Вот на востоке алеет заря. Хвастовщина покоится еще крепким сном. Притаились птицы, вздремнул пасущийся на лугах, и в лесу скот. Где-то чирикнул воробушек… Аист приподнялся в гнезде, лениво расправил крылья, потянулся и начал издавать своим длинным носом сухой, деревянный стук, напоминающей супруге, почтенной аистихе, что пора лететь на болото, чтобы раздобыть детишкам свежую лягушку или пеструю ящерицу к завтраку. Аистята, заслышав хорошо знакомые постукивания, тоже открыли свои круглые глазки, широко раскрыли клювы и заявляют, что они не прочь подзакусить и даже очень не прочь…
Резвый ветерок прошумел над Унавой, заставив тонкие стебли камышей склониться до самой воды.
Но пани-полковница не позволит себя опередить ни птице, ни ветру, ни красному солнцу.

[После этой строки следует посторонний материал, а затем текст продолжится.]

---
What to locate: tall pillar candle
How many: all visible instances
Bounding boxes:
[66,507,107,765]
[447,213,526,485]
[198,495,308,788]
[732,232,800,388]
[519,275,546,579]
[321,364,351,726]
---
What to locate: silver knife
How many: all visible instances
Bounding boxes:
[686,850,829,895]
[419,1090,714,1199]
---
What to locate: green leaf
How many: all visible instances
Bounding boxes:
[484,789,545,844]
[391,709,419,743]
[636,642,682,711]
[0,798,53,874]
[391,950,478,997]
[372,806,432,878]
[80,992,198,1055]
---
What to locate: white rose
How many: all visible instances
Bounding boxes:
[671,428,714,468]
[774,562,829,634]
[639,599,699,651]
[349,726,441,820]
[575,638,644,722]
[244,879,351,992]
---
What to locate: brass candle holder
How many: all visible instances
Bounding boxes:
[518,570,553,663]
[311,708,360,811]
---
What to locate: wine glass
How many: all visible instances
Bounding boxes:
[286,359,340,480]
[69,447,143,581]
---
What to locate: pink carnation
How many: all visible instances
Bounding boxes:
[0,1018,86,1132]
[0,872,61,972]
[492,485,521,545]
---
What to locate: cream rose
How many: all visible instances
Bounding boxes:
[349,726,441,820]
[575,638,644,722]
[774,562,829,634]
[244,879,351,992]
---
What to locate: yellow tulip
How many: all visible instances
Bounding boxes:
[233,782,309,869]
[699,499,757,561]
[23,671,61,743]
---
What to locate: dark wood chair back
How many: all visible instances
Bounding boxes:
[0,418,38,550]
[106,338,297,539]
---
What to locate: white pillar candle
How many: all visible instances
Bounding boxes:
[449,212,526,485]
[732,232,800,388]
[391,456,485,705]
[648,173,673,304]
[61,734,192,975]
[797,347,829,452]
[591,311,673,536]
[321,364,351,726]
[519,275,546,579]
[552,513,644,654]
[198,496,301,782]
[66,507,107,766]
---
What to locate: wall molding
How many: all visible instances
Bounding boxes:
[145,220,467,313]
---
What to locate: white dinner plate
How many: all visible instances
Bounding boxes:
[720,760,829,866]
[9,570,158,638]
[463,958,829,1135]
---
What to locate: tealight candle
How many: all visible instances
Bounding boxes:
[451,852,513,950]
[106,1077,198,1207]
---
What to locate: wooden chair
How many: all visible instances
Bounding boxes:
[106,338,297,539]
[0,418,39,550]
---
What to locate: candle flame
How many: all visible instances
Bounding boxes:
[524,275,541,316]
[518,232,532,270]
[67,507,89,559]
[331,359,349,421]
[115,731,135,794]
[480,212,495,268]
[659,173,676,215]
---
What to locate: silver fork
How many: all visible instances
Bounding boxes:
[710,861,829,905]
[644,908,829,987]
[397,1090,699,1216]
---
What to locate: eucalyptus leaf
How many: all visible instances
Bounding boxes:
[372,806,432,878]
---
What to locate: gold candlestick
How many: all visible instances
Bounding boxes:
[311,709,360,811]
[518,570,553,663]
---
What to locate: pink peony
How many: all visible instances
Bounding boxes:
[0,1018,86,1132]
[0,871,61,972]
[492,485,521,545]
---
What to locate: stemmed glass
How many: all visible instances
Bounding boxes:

Еще над Хвастовом бродят ночные тени, а Палииха, подобно своему мужу, уже рыщет по усадьбе. Без нее и коров не выгонят на пашу, и овса лошадям, как следует, не зададут. Без хозяйского глаза и надзора у неё и зернышко не просыплется.
Сегодня Палииха встала, помолилась на восток, откуда еле брезжил свет, и, накинув на свои богатырские плечи кожушину необъятных размеров, пошла в обход. Над сонной Унавой еще стелется туман, и посреди теплой постели кожух — вещь не лишняя, не даром и народ наш говорит: «До Святого Духа не снимай кожуха».